Here both sides can set up additional terms and conditions for the final agreement. For example, whether DPA can be changed, or not. If the answer is yes, then it is important to describe the specifics and conditions, when it is possible to make some changes.

Also, it is recommended to explain the legal status of the agreement, and its supremacy or subordination to other agreements and documents. Actually, the best way to correctly write this chapter is to consult your lawyers first. They can help you to better prioritize and position your DPA agreement to avoid uncertain situations in the future.

: we suggest you include here the ability to add various supplements in the future, which will be considered as legal as the DPA itself. As a result, even if you missed something, or some of the terms need to be changed during the software product development, you will be able to easily implement needed changeovers in a form of supplements.

Supplements

If you followed our advice, here you can add your agreement modifications, extra conditions, etc.
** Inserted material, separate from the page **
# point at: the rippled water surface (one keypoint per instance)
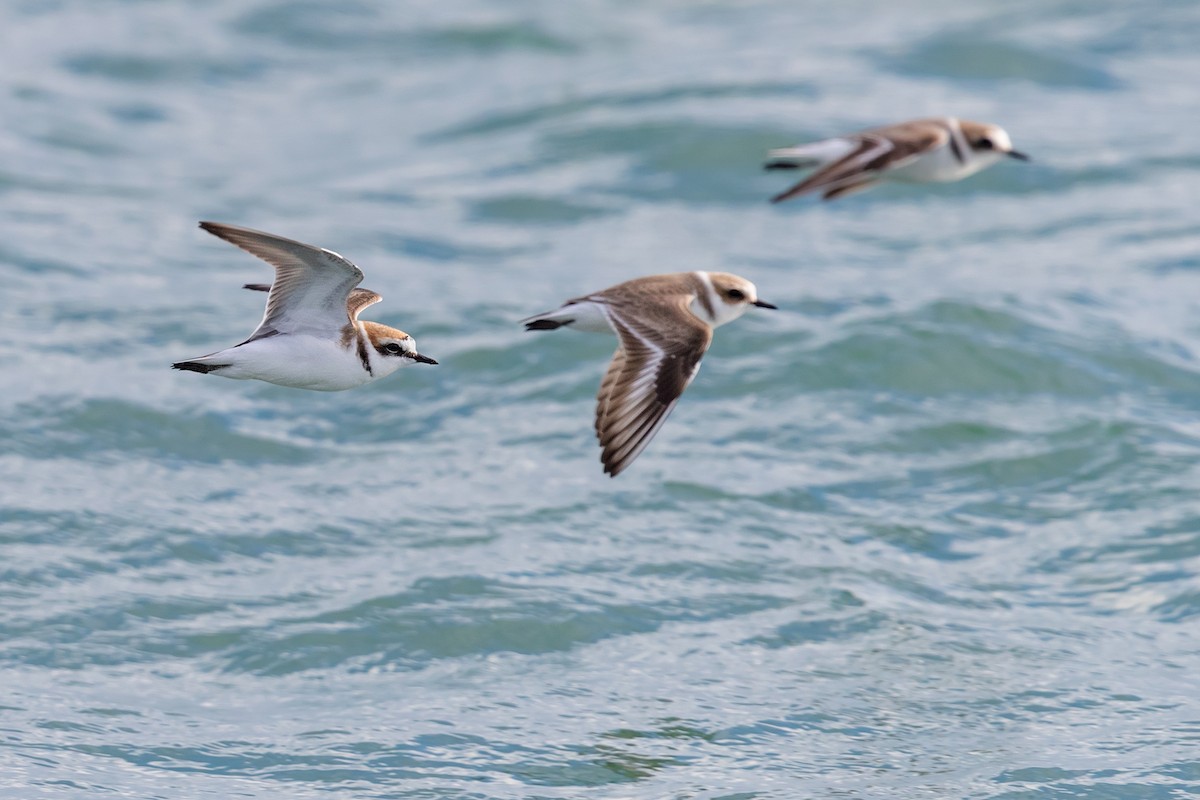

Apart from it, you can also describe some bonus activities and possibilities like the process of audit, prioritize some terms and explain the conditions when the software product development can be considered done, or anything else.

End Line

Summing up all the above, we can state, that having a DPA is both a mandatory and optional requirement, depending on whether you are targeting the European Union market or whether there are citizens of the European Union among your audience. Personally, we believe, that such a document is a great addition to any project regardless of who the users are, or what region it will be operated in. In any case, it can be a very useful method to clarify the term of behaving with various types of information or other project-related data.

As a result, combined with the correct discovery phase, DPA can help you to faster cover all planning activities, which have mostly legal nature, and faster push your project to live.